I suppose you technically could make the Rust solution point-free if you use the function form of the .iter method if you're ok with an extra map:
accounts.iter().map(Vec::iter).map(Sum::sum).max().unwrap()
My Rust is a bit rusty though, so I'm not sure if this'll work
"My Rust is a bit rusty" 🙂
I know it's not intended but it's a nice pun nevertheless.
That's not point-free though except in the lambdas, you're still naming accounts explicitly, aren't you?
Excellent! My father worked at IBM at same facility as Ken Iverson, inventor of APL. My father noted how Ken had his own printer, which in the 1970s was bigger than a fridge and cost a fortune. Why? “Because he invents things.”

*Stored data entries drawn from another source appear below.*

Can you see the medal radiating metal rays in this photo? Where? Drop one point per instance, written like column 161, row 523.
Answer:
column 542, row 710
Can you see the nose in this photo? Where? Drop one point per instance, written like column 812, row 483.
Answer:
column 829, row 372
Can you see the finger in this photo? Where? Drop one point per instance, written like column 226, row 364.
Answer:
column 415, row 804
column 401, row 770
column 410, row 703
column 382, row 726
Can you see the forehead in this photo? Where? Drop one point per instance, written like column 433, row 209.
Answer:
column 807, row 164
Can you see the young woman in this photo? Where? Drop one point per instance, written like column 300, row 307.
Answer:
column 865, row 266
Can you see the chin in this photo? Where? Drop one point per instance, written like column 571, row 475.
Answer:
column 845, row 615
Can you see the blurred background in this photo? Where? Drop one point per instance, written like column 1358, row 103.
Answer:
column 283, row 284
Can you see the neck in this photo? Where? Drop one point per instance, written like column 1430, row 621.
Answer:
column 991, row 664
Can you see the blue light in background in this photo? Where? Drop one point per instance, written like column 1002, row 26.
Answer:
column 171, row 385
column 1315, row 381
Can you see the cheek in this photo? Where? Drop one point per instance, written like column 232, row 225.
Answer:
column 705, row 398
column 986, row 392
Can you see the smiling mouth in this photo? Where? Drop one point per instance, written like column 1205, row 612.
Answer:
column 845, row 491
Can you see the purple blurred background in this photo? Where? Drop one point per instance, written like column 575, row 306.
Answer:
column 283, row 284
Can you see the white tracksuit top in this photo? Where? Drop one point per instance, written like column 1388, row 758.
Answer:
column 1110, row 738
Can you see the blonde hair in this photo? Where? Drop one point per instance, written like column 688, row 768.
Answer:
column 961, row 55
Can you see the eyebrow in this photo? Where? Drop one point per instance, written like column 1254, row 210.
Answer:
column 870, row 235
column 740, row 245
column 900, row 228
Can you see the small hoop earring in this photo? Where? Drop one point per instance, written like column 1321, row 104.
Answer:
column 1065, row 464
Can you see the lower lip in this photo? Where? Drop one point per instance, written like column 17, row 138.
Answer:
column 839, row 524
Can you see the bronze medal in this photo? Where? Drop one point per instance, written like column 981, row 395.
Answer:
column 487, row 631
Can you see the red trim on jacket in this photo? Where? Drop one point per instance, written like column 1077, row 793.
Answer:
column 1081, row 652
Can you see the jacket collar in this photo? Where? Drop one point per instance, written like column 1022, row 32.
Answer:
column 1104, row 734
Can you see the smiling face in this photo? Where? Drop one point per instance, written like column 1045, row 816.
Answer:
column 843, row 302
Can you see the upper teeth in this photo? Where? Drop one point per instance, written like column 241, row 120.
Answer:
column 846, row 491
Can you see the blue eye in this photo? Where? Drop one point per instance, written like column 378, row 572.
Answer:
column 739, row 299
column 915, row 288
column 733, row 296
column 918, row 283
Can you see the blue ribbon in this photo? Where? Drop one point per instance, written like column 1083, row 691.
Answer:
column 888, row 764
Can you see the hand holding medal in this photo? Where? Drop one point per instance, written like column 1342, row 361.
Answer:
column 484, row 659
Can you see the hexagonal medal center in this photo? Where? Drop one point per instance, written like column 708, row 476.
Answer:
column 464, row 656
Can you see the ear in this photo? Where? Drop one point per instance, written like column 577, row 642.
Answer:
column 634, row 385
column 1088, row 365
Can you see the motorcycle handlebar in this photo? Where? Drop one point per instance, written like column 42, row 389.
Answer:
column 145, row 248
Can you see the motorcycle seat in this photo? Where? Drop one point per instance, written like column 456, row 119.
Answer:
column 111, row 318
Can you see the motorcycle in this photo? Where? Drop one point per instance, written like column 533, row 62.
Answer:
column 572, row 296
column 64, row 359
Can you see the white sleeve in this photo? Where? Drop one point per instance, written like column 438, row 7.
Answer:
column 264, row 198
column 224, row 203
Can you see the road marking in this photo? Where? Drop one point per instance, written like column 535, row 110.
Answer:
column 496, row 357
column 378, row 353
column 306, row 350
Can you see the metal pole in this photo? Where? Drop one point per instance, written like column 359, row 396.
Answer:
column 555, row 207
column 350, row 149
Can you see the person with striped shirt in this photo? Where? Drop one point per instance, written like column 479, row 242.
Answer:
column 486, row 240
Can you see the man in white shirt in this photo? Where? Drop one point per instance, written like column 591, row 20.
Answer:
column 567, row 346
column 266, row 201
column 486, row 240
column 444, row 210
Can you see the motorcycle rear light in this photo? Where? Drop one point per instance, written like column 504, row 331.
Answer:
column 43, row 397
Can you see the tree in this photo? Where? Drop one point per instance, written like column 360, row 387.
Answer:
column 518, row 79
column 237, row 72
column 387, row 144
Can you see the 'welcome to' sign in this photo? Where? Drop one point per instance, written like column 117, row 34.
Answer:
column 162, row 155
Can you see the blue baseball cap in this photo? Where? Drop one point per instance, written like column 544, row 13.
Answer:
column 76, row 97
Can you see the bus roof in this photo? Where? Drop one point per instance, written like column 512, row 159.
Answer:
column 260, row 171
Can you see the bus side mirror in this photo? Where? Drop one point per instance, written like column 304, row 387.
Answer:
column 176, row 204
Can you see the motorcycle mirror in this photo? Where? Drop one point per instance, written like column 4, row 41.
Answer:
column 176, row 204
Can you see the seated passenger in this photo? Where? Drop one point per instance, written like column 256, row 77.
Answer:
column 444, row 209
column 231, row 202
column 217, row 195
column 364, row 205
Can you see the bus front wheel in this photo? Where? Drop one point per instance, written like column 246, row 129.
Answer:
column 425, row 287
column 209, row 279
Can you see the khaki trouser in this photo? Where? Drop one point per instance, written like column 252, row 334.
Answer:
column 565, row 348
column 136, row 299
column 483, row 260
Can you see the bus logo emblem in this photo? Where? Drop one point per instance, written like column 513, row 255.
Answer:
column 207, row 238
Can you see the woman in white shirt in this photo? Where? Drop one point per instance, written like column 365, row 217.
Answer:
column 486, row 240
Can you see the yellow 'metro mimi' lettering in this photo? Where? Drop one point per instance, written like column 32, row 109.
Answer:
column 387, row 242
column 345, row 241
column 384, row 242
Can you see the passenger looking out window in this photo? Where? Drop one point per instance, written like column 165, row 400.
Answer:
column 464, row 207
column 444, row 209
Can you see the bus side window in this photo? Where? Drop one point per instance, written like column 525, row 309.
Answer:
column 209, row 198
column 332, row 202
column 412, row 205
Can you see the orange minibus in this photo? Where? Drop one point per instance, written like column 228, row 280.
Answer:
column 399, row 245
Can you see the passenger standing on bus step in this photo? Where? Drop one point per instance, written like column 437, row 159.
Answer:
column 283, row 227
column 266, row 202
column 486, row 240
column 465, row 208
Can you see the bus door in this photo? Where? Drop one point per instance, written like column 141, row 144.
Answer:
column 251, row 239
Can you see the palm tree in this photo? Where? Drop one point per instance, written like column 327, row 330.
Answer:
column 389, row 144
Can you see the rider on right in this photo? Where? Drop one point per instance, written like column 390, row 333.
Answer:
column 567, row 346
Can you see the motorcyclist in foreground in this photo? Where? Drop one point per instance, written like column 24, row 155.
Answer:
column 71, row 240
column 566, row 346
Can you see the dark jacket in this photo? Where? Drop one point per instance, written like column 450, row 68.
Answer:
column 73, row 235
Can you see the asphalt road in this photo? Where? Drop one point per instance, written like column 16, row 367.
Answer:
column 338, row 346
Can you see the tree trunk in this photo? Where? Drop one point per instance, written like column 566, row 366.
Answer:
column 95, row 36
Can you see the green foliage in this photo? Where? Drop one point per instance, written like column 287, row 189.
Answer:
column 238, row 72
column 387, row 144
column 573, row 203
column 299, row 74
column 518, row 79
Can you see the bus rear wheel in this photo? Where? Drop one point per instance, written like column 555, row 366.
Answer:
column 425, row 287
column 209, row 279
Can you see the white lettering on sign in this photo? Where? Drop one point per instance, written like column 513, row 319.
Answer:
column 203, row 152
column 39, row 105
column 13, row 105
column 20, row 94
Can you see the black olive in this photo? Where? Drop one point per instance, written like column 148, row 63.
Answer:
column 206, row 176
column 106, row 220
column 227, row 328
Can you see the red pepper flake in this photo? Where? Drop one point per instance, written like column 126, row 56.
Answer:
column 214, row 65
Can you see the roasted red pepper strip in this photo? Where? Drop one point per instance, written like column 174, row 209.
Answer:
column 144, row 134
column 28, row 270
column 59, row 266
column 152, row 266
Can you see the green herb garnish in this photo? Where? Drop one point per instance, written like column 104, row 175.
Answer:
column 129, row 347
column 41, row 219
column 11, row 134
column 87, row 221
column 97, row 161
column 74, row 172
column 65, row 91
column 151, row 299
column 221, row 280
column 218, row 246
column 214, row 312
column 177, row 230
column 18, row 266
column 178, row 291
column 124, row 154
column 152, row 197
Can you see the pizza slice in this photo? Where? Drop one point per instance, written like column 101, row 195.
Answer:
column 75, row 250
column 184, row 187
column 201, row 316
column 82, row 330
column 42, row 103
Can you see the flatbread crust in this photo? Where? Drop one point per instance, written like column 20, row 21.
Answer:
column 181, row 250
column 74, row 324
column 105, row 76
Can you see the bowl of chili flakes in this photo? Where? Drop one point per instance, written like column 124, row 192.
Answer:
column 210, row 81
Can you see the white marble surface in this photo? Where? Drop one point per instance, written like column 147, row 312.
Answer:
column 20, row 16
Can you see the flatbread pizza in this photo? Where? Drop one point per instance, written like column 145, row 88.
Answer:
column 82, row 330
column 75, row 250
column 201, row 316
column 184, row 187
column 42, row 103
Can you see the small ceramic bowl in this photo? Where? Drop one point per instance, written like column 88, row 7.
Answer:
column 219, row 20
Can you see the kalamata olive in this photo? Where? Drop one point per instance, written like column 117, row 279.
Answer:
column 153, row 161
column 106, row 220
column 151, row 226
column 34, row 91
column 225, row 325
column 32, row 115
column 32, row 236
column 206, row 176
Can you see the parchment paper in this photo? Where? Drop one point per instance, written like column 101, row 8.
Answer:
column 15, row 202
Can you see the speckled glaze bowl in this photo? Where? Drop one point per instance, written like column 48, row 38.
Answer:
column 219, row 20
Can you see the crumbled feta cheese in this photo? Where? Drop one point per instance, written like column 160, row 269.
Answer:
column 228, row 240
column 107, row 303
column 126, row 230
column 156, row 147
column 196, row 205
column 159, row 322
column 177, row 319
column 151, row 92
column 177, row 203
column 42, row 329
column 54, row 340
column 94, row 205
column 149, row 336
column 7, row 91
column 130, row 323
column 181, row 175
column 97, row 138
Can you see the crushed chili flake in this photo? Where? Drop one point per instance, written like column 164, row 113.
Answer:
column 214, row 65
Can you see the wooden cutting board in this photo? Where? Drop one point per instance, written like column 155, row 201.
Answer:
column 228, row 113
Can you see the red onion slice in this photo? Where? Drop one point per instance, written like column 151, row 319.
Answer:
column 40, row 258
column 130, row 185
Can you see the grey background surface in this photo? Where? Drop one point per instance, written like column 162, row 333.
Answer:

Now, can you please explain monads?
They're just monoi... Sorry
Monad is just a thing you can use a flatMap with, that's all :D Think it through. Sometimes its called bind, chain or is hidden inside a language feature like async/await in JS, but it's still the same.
Ugh, the "monad" drama is so boring. Oops, the m-word drama, considering the monad word is forbidden in some "circles" 😄
@@witoldsz80 frankly a statement in c++ is an element of a monad isn't it? A function call is flatmap, semicolons between statements are the monoid operator.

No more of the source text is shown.